Herbal drugs are the foundation of TKM in medicinal practice, and the efficacy of TKM mostly depends on the quality of the herbal drugs (Choi et al., 2002). The Korean pharmacopeia is a statute for the standardization and quality control of herbal drugs. The latest edition of the Korean pharmacopeia was published in 2014 and includes 159 herbal drug monographs (MFDS, 2014). These herbal drugs are partially derived from natural materials, such as flowers, leaves, barks, fruits, seeds, stems, and roots. Herbal drugs on the pharmaceutical medicine market are usually used as cut herbal drugs (small pieces or small blocks) or powdered herbal drugs (coarse, medium, fine, or very fine powder). Since 1991, the Korean government has imposed strict regulations on Korean traditional herbal drugs. The World Health Organization (WHO) also provided guidelines for guaranteeing the safety and efficacy of traditional herbal medicines in 1991 (World Health Organization, 1991). However, the authentication of herbal drugs using traditional identification methods is very difficult because these herbals drugs often lack the key morphological diagnostic characteristics that are essential for species identification (Chen et al., 2014). Moreover, the number of herbal drugs and their preparations have greatly increased during the past several decades, and the domestic supply of herbal drugs is insufficient; therefore, a large portion of herbal drugs must be imported from China, Japan, and other countries. The increase in international herbal drug imports have led to an urgent demand for new powerful authentication methods that can achieve a rapid, accurate, and even automated identification of the herbal drugs.

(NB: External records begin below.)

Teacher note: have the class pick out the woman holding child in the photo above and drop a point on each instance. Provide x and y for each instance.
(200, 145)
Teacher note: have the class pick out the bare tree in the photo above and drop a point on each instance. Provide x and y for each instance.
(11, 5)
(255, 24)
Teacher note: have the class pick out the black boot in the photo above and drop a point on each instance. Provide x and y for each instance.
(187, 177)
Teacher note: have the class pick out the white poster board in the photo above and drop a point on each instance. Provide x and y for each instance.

DNA barcoding technology, which uses short standardized genetic markers to identify individual species, has significantly impacted taxonomic research (Savolainen et al., 2005; Miller, 2007; Valentini et al., 2009) and powerfully contributed to the regulatory authentication of medicinal plants, herbal drugs and certain herbal drug preparations. The challenging of plant DNA barcoding was to select a suitable marker or marker combination for discriminate a large range of plant taxa (Group et al., 2011; Hollingsworth et al., 2011) and several markers have been proposed successively(Kress et al., 2005; Kress and Erickson, 2007; Lahaye et al., 2008; Group et al., 2009). However, for medicinal plants, a specially designated plant group, Chen et al. proposed that nuclear internal transcribed spacer 2 (ITS2) and the chloroplast psbA-trnH intergenic region could serve as standard DNA barcodes for identifying medicinal plants and their closely related species (Chen et al., 2010). Similar results were obtained in subsequent experiments related to other plant groups and their closely related species (Group et al., 2011; Pang et al., 2011). In 2012, Coghlan et al. used high-throughput sequencing and DNA barcoding reference databases to detect the presence of toxic and endangered organic ingredients in highly processed herbal products presented in the form of powders, tablets, and capsules. Most of these toxic and endangered organic ingredients were rarely declared by the product manufacturer (Coghlan et al., 2012). In 2013, Newmaster et al. demonstrated the presence of considerable herbal product substitutions and contaminations in most of the tested herbal products using a standard reference material herbal barcode library. Thus, the herbal industry should employ DNA barcoding to authenticate the raw materials used in the manufacturing of herbal products (Newmaster et al., 2013). In 2016, Han et al. indicated that ~4.2% of the raw herbal materials were adulterants in the 1,260 samples collected from pharmaceutical medicine markets (Han J. et al., 2016). The use of DNA barcoding technology could lead to a significant increase in the detection of herbal substitutions and contaminations, particularly after the establishment of a reference DNA barcode database (Chen et al., 2014).
Materials and methods
Specimen collection
Our sampling strategy was as follows: for herbal drugs derived from a typical original plant and other species of the same genus, we collected the typical original plant and another plant that is often used instead of the original plant. For herbal drugs derived from a typical original plant and its varieties, we collected only the typical original plant. For the remaining herbal drugs derived from unambiguous species, we collected their specific origins according to the Korean pharmacopeia monographs. Both leaf samples and medicinal materials were collected from the original plants and pharmaceutical medicine markets, respectively.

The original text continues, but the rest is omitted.